# Where to buy Otomix shoes?



## ethos (Apr 5, 2007)

Having some troubles finding Otomix shoes (the stingrays to be precise). They seem to be out of stock everywhere I look.

Anyone know a good source for them?


----------



## BatemanLondon (Jun 14, 2011)

just out of interest what is the difference between these and other flat soled shoes ? they do look cool but do they have a functionional benefit ?


----------



## Get2ZeChoppNOOW (Mar 28, 2010)

Discount supplements have them last time i looked, not sure if they had stingrays though


----------



## mattW (Jan 12, 2009)

got one pair from discount supplements and another from the british GP expo. try leisureleefitness.com or http://www.bodybuildingkit.com/shop.php


----------



## bally (Feb 15, 2009)

ethos said:


> Having some troubles finding Otomix shoes (the stingrays to be precise).

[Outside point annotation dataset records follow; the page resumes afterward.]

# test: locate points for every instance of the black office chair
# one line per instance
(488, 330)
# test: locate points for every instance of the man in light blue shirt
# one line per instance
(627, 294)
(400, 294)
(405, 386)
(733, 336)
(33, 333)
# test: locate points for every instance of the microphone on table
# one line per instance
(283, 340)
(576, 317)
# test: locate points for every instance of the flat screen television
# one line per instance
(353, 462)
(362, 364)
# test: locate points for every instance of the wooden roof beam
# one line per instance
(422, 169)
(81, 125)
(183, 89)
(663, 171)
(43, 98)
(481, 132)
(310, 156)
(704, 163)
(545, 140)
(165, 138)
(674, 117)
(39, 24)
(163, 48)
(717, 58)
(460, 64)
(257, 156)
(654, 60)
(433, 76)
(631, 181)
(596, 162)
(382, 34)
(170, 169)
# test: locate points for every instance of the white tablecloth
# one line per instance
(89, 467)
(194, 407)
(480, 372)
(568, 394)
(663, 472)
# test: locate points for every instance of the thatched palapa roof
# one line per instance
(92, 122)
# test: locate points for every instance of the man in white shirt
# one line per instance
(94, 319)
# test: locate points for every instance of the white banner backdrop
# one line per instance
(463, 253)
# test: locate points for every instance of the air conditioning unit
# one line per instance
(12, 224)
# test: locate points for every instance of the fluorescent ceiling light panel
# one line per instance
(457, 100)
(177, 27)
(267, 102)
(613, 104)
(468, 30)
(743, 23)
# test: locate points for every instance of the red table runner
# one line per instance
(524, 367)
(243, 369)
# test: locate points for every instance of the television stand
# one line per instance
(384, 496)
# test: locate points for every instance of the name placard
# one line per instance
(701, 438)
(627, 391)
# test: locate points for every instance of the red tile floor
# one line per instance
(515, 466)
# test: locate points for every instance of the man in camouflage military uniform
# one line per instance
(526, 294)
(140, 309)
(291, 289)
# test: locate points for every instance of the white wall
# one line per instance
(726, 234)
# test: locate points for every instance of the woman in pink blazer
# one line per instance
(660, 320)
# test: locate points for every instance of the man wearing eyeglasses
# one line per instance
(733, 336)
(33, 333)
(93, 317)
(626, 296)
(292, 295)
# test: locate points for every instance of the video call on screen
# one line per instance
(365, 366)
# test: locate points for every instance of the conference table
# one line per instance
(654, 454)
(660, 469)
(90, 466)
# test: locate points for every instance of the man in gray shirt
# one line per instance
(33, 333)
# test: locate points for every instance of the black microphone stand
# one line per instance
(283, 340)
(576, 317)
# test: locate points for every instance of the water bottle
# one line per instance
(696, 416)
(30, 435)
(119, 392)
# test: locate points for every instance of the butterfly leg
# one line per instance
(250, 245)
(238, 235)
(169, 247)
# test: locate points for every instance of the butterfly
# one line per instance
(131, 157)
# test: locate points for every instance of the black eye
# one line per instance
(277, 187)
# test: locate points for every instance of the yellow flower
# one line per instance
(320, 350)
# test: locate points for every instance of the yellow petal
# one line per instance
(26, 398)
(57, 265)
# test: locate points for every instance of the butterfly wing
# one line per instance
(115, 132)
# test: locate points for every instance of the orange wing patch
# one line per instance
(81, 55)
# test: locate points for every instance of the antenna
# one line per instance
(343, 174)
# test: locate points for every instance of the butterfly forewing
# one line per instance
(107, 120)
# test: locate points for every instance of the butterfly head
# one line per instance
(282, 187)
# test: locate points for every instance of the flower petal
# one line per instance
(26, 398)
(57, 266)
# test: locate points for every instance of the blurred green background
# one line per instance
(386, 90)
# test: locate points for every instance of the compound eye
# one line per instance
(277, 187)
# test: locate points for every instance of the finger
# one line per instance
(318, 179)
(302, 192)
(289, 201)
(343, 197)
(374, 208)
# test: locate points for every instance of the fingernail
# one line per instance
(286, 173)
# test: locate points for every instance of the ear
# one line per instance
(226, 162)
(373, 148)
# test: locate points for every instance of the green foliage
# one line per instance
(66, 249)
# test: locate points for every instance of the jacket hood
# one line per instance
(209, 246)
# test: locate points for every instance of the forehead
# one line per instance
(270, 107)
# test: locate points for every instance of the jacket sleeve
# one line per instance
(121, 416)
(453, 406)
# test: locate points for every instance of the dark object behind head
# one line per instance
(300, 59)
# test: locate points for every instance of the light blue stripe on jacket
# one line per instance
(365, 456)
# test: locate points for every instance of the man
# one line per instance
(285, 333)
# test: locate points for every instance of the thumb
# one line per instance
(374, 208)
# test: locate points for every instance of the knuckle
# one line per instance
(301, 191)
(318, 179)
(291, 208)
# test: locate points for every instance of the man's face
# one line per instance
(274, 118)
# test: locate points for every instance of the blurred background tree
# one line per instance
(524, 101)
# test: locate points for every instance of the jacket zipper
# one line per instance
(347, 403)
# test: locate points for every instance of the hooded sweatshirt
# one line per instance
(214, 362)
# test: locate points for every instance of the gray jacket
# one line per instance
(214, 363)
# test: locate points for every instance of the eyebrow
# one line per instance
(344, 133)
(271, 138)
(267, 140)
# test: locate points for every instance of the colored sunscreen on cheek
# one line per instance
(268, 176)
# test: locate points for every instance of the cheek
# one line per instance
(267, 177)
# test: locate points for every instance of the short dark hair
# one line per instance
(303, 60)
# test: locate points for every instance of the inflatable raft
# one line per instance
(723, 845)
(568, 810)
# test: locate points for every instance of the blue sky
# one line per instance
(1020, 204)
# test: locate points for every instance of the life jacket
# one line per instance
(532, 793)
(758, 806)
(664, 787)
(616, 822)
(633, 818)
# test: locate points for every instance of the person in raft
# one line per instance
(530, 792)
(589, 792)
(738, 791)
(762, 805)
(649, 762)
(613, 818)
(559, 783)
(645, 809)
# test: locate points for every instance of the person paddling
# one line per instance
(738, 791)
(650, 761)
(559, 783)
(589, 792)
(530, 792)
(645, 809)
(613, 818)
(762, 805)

They seem to be out of stock everywhere I look.
> 
> Anyone know a good source for them?


http://www.discountsupplements.co.uk have these in stock in blue £59.99 various sizes


----------



## mattW (Jan 12, 2009)

BatemanLondon said:


> just out of interest what is the difference between these and other flat soled shoes ? they do look cool but do they have a functionional benefit ?


they have a reinforced rubber sole so they don't decompress when squatting or deadlifting heavy, also ankle high so provide some extra support there, I love mine, best training shoes i've ever had. suppose it's up to the individual if they want to fork out the cash but I personally think they are worth it.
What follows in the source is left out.